[//]:# (!pinmapple -38.412946 lat 144.183906 long An Amazing Adventure At The Great Ocean Road d3scr)
The 243-kilometer Great Ocean Road in Victoria can be considered as one of Australia's most iconic attractions and a renowned tourist attraction near Melbourne. This trip from Melbourne takes in the stunning landscape of beaches, coasts and amazing limestone formations as well as stopovers at quaint little towns.
My wife and I took this tour on the last day of our trip to Melbourne. Our flight to Kuala Lumpur was around midnight and so it was a bit of a risk. We checked out at the crack of dawn and left our luggage at the hotel, taking with us only what we need for the day.
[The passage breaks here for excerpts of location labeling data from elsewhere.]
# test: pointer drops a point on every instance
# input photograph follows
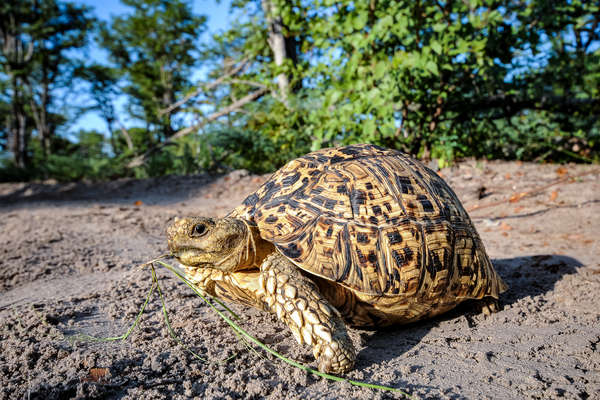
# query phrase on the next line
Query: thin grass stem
(257, 342)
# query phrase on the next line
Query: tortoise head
(219, 243)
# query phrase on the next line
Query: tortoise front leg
(297, 302)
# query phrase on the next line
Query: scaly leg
(297, 302)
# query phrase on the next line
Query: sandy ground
(68, 266)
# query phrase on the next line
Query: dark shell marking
(375, 221)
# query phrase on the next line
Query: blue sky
(218, 19)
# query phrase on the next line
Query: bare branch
(137, 161)
(204, 88)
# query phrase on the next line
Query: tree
(154, 50)
(433, 78)
(36, 38)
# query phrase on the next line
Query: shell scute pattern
(373, 220)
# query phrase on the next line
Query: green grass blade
(125, 335)
(257, 342)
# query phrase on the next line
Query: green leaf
(432, 67)
(360, 20)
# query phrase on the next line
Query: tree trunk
(282, 47)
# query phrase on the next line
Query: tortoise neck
(255, 249)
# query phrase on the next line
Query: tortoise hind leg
(487, 306)
(298, 303)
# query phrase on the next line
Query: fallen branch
(518, 196)
(139, 160)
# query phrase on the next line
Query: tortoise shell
(375, 221)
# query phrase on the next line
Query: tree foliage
(36, 63)
(434, 78)
(154, 49)
(443, 79)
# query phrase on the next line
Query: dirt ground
(68, 265)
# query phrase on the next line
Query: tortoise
(359, 234)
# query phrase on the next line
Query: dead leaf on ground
(96, 375)
(516, 197)
(561, 171)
Our first stop was at the town of Anglesea, where the bus driver made us tea at the park. The complimentary tea was served with some biscuits.
The Great Ocean Road was developed as a living memorial to those who fought in World War I. (1914-18). It was completed in 1932 and opened up the coastal areas to tourists and development. The Memorial Arch now stands to pay tribute to the contributions and sacrifices of these soldiers.
We had a short stopover at the Eastern View of the Memorial Arch where we walked to a small beautiful beach.
Lunch was at the beachside town of Appollo Bay where Roselind and I feasted on fish and chips.
The highlight of our trip was our helicopter ride over The Twelve Apostles, offering us spectacular views of the limestone formation and the scenic coast.
The Twelve Apostles are a group of limestone stacks off the coast of Port Campbell National Park. These limestone stacks were formed by the continual erosion of mainland limestone cliffs by the Southern Ocean's water and wind. The stacks are still at risk of further erosion due to waves. Presently only 8 of the Apostles are still left standing. The aerial view of the Twelve Apostles from the helicopter is indeed a sight to behold.
The scenery of the Twelve Apostles is equally stunning at the ground level.
Another of my favorite stop on the Great Ocean Road is Loch Ard Gorge, located within the Port Campbell National Park. In fact, it's only three minutes from the world-famous Twelve Apostles formation. The name of this gorge was derived from a big clipper ship, the Lorch Ard which was shipwrecked on the adjacent Muttonbird Island way back in 1878. A smooth, pearlescent bay and a clear, blue inlet can be found in the gorgeous gorge. Two yellow-washed cliff sides and sprigs of vivid flora flank it.
The last stop of our tour was the seaside town of Port Campbell. The town has the feel of a safe sanctuary on the edge of nature, surrounded by cliffs and Norfolk pines.
It has been a wonderful and enjoyable day trip. Even as I bid farewell to the Great Ocean Road, my mind was already planning another trip here but this time with an overnight stay at Port Campbell. As a side note, Roselind and I managed to catch our flight back to Kuala Lumpur that night.